J.M. : Nous le sommes sur la plupart de la saison des cultures. Il arrive qu’en début de la saison, Karine n'ait pas tout à fait assez de haricots par exemple. Il m’arrive donc d’en prendre le samedi à Saint-Etienne chez ses collègues qui travaillent de la même façon. Mais je suis pratiquement autonome.
Ces producteurs avec lesquels vous travailliez avant d’avoir le potager, ont-ils eu le sentiment que vous les laissiez tomber ?
J.M. : Avant de créer le jardin, je les ai prévenus que l'année suivante, je leur prendrai certainement moins de légumes. Et ils étaient tous ravis ! Tout le monde m’a dit : des légumes, on n'en a jamais assez ! D’autant plus que ce sont de petits maraîchers qui n’ont deux hectares. Le problème était plutôt de me faire engueuler par leurs clients quand, par exemple, je prenais trop de légumes et qu’il n’en restait plus pour eux !
Qu’est-ce qu’un bon légume ?
C.D. : Ce qui lui donne un bon goût ? J'imagine que c'est son terroir. Le sol, l'eau. Certains travaillent sans irrigation, mais moi j’en ai, avec de l'eau de source et je pense que c'est un vrai plus. Je n’ai jamais travaillé avec le Rhône ou la Loire, mais je pense que ça compte beaucoup. J'entends Jacques qui est en train de se dire dans sa tête « Oui, mais il y a la façon de faire aussi ». Peut-être…
Ce potager, a-t-il changé votre façon de cuisiner ?
J.M. : oui, je pense qu’on est beaucoup plus réactif. Je peux arriver au potager avec une idée en tête et finalement faire carrément autre chose. Parce qu'en fait, qui décide ici ? C'est le jardin. Pas nous. Je ne mets jamais la pression sur un volume. Par exemple, j'avais encore récemment un plat de courgettes au menu parce qu’elles étaient très bonnes. Mais on a pris la grêle sur un des plants et ce matin, j'ai un peu changé le plat et mis plus de pâtissons que de courgettes. Chaque jour, on adapte l'assiette en fonction du jardin. Je n’impose rien à mes fournisseurs.

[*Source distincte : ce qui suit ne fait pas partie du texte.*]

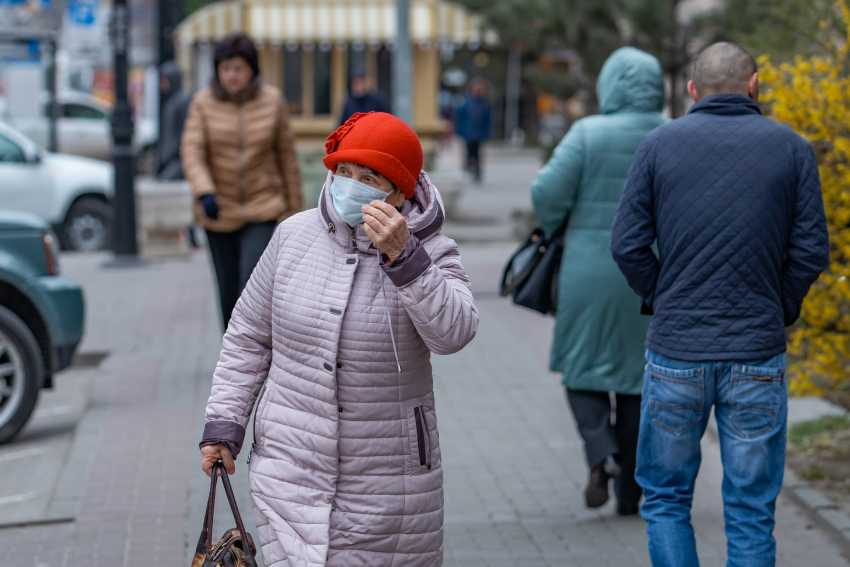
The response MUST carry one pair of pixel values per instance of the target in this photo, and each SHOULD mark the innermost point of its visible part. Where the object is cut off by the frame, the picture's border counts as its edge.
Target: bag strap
(563, 228)
(205, 541)
(231, 498)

Des idées de plats vous viennent-elles dans le potager ?
J.M. : Oui, par exemple, je me promenais là où il y a le géranium rosa qui est très aromatique. Et juste avant, j'avais mangé une carotte. Carotte et géranium, ça fonctionne très bien ! Donc, je fais actuellement un plat carotte, géranium rosa et moules.
©Laurence Barruel
Le succès de ce potager repose donc vraiment sur votre binôme ?
J.M. : Oui, totalement. Ce lien entre Carine, le jardin et mes ramasseurs de champignons, ça fait partie de mon boulot. C'est même le travail que je voudrais encore plus développer quand mon frère Paul sera complétement revenu [Vainqueur du Bocuse d’Or France 2023, Il prépare actuellement la finale européenne qui aura lieu en Norvège en mars 2024 ndlr].
Peut-être même que ça sera moi la deuxième personne qui viendrait donner un petit coup de main à Carine tous les matins.